Sunday, March 13, 2005

Stupid fucking people

Yes some people are stupid fucking people. You know the ones.....usually American..... but here in Canada we have alot of them too. I hope you are following me on this and its starting to piss em off again and again and again.
Hippocrits. Yes everyone is one of those so called mentioned above. Nothing pisse me off more then someone saying..."I will never forget my friends(after you talk about it for 3 hours and one of their friends do it to them.)" Well it has happned to me and i was stupid enough to believe that..... and once again im the one fucked seriously. Walking down the mall.. you see that friend...."we havnt done anything in a long time(well d'uh) why dont we do something sometime??" Of course i would have to be the one to say "YEAH" and then a month later still nothing. I dont think it helps that i had a... well not a long term but since i knew this person........ crush. Still do but i have Shaun and that is more then i deserve for being the selfish bastard i am(really i am a bastard.) Then someone walks in and says hey i wanna screw this up.
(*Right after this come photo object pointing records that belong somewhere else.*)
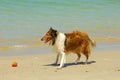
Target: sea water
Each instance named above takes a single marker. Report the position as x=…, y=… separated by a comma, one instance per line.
x=24, y=22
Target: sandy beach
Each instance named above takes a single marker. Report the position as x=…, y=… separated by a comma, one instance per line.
x=103, y=65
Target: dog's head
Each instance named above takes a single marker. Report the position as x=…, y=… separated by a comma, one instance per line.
x=50, y=36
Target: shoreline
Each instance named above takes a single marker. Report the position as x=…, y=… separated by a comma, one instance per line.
x=103, y=65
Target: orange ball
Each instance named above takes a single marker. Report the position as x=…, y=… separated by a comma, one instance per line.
x=14, y=64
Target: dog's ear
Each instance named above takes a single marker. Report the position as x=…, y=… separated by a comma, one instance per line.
x=51, y=28
x=54, y=34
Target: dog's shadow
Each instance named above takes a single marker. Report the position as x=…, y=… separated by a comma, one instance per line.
x=72, y=64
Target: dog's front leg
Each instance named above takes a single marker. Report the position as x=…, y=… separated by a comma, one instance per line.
x=57, y=58
x=63, y=57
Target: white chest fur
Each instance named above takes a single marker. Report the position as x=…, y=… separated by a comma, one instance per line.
x=59, y=43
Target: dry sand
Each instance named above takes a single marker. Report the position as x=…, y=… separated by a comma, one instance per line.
x=103, y=65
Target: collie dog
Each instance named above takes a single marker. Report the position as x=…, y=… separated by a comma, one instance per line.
x=64, y=43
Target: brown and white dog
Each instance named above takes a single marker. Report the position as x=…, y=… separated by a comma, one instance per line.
x=64, y=43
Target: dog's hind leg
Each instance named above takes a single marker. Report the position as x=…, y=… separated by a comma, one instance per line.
x=78, y=59
x=63, y=57
x=57, y=58
x=87, y=57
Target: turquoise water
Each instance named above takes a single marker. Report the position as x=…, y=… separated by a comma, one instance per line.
x=23, y=22
x=31, y=18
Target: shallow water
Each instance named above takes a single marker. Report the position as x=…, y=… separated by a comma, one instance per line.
x=23, y=22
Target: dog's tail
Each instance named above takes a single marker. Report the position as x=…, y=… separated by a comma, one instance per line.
x=93, y=43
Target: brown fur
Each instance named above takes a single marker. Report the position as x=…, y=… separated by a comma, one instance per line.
x=76, y=42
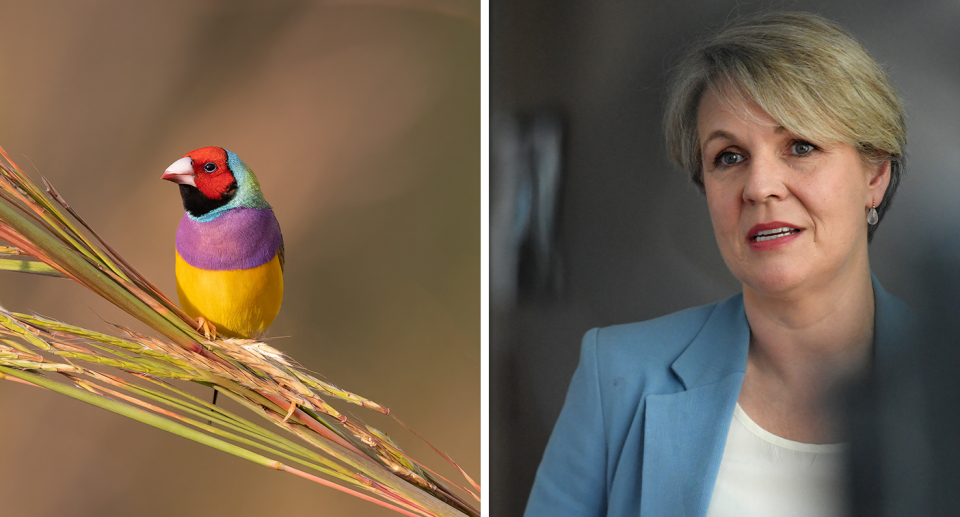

he dont know me theat great he did get to know me because i was being the nice guy and helped him get together with my Crush. BIG MISTAKE. What happens then well he goes out with her and after spending alot of time with them seperatly and together, through thik and thin, they forget all about me.... Unless i make a point to go and see them at work or they see me at work... never "Hey Lets Hang out together sometime."
People in general Piss me off. I really like that couple and they sute each other but you know what dont be fucking Hippocrits and forget about someone that took the time to listen when no one else would. Not to forget the person who did something thought he really didnt want to.I am Happy at the moment with Shaunnessy, and i know these two are also happy. But I am a Fucking Moron. Not to mention they also made plans with someone for New Years after i made plans with them. Didnt piss me off but..... sounds funy......but.....They didnt invite me. I introduce them to this person and they still forget about me. Part of me thinks they dont wanna even be considerd my friends. Thought i havent also been the greates friend to them but the whole thing is i was introduced to them......i opened my home to them..... shared my life with them... i listned to them.... i helped them. All i asked in return was that they would remember me when somethign is going on. To keep in touch.. To keep what we had before alive . I reallyt can't believe that it has come down to this. I wanna talk to them but i have to talk to them face to fac or they wont understand what i am going through. Going from a close confidant to garbage on the side of the road ...... That just sucks.
Well i dont have anymore bashing to do tonight not that it was bashing cause everyone is a hippocrite.
Remember
The diffrence between fiction and reality is..... Fiction has to make sence!